When the Devil Drives: ‘Tailgate’ Mixes Fragile Masculinity and Road Rage

What if you cross the wrong person today? What if a chance exchange were to be taken the wrong way? Perhaps you’ve had a trying day and some stranger ends up feeling the brunt of your irritation. What if that stranger happened to be a single-minded murderer utterly obsessed with revenge? This, in a nutshell, is the premise of Tailgate (originally Bumperkleef).

Hans (Jeroen Spitzenbergen) is having a bad day. He is taking his family on a visit to see his parents and they’re running perpetually behind schedule. Hans is a braggart and a bully, as his long-suffering wife (Anniek Pheifer) and two daughters can attest. When Hans tailgates elderly driver Ed (Willem de Wolf) and, later, refuses to apologise for his actions, his fate is sealed. Ed is a serial killer. His weapon of choice? Pesticide.

The dread mounts as Hans, more than willing to play the sarcastic bully to his family and other road users, finds himself helpless in the face of Ed’s cold brutality. Failed by both bystanders and the police, Hans’ hyper-masculine facade begins to crumble. But will he learn to mind his manners before it’s too late?

From the opening scene, we establish a set of brutal stakes. Ed’s method of dispatching his victims is horrifyingly cruel, but is also appropriate to a man who sees himself as removing society’s pests. Physically intimidating due to his height, and always moving in a slow, methodical manner, Ed makes for a fantastic villain.

We have to give a hand to the surgical precision of Tailgate‘s editor. High-speed chases aren’t necessary when you can have the audience on the edge of their seat over whether a four-door sedan will make a turning on the motorway. Early scenes are nail-bitingly tense, with dark humour peppered throughout. A scene in which a frantic Hans careens dangerously through a town, believing that he sees Ed’s trademark white van everywhere, is particularly comic.

The production and performances are both top-notch. It’s impressive how, despite how many films share DNA with this motorway thriller, its stellar execution really made the horror feel fresh. That said, the film begins to stumble a little around the final third. Having been suffocatingly tight up to that point, it becomes a little baggier.
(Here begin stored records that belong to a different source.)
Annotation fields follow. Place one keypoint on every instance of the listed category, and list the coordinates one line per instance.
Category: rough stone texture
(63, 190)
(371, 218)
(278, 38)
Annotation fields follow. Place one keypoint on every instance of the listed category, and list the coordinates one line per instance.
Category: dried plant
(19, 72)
It isn’t enough to make us forget the excitement of the opening, but it’s a shame that a film otherwise so consistent falls into a midway lull.
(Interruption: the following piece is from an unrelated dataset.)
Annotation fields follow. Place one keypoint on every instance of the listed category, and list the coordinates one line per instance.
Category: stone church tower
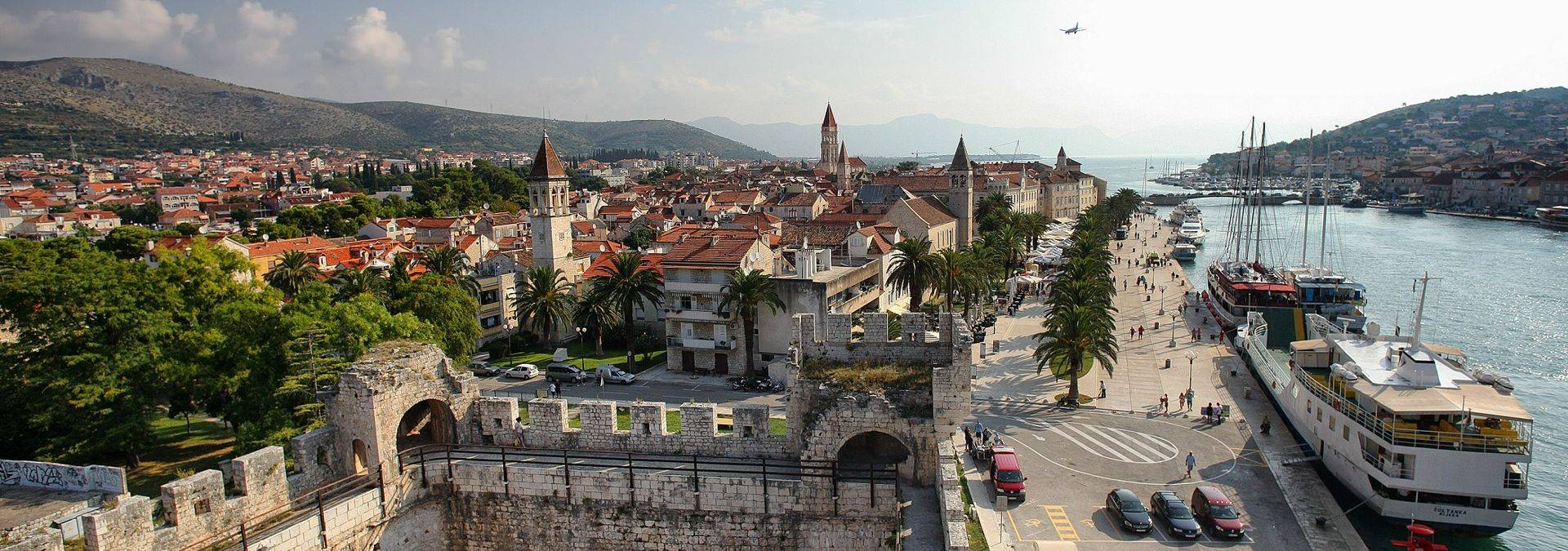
(549, 213)
(961, 194)
(830, 144)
Part gripping slasher film, part satire on the fragile masculinity of both its protagonist and antagonist, the film does a decent job of marrying its horror and comedy elements. It uses the latter only sparingly, as an occasional counterpoint to throw the tension into sharper relief.

As with many films of this type (although its most obvious parallel is Duel, we were most reminded of relentless Norwegian thriller Headhunters), the true horror here is about scraping away the thin veneer of civilisation and discovering how fragile the social compact that keeps us safe really is. In the face of Ed’s obsessive and murderous fixation with his own personal moral code, the rules of society stand no chance.